A study gave cash and therapy to men at risk of criminal behavior

Sigal Samuel 
vox.com
Originally posted 31 MAY 22

Here is an excerpt:

Inspired by the program in Liberia, Chicago has been implementing a similar but more intensive program called READI. Over the course of 18 months, men in the city’s most violent districts participate in therapy sessions in the morning, followed by job training in the afternoon. The rationale for the latter is that in a place with a well-developed labor market like Chicago, the best way to improve earnings is probably to get people into the market, whereas in Liberia, the labor market is much less efficient, so it made more sense to offer people cash.

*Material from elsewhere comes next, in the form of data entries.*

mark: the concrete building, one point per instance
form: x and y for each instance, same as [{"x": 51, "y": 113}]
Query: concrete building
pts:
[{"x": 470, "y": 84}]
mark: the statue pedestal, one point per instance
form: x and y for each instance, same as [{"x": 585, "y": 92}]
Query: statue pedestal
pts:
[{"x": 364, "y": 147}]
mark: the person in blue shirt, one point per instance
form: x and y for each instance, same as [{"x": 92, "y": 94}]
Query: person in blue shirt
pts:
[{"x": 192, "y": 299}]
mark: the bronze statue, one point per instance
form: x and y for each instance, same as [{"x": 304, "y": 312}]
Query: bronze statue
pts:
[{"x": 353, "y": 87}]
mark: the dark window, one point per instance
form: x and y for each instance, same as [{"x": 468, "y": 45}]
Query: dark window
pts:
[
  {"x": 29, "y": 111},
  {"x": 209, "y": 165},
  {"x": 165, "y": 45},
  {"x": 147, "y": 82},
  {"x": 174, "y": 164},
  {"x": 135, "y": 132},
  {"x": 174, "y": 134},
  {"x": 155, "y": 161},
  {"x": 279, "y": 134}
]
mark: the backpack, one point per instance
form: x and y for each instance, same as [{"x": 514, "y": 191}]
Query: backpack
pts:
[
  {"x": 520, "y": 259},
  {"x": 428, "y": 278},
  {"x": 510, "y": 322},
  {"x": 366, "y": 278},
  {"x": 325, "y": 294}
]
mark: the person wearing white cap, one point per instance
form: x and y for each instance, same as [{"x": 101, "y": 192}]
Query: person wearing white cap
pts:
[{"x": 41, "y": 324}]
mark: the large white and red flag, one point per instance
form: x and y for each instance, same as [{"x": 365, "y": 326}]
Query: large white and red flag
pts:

“We’ll have more results this summer,” said Blattman of the READI program, which he is helping to advise. So far, “it doesn’t look like a slam dunk.”

Still, Chicago is eager to try these therapy-based approaches, having already had some success with them. The city is also home to a program called Becoming a Man (BAM), where high schoolers do CBT-inspired group sessions. A randomized controlled trial showed that criminal arrests fell by about half during the BAM program. Even though effects dissipated over time, the program looks to be very cost-effective.

But this isn’t just a story about the growing recognition that therapy can play a useful role in preventing crime. That trend is part of a broader movement to adopt an approach to crime that is more carrot, less stick.

“It’s all about a progressive, rational policy for social control. Social inclusion is the most productive means of social control,” David Brotherton, a sociologist at the City University of New York, explained to me in 2019.

Brotherton has long argued that mainstream US policy is counterproductively coercive and punitive. His research has shown that helping at-risk people reintegrate into mainstream society — including by offering them cash — is much more effective at reducing violence.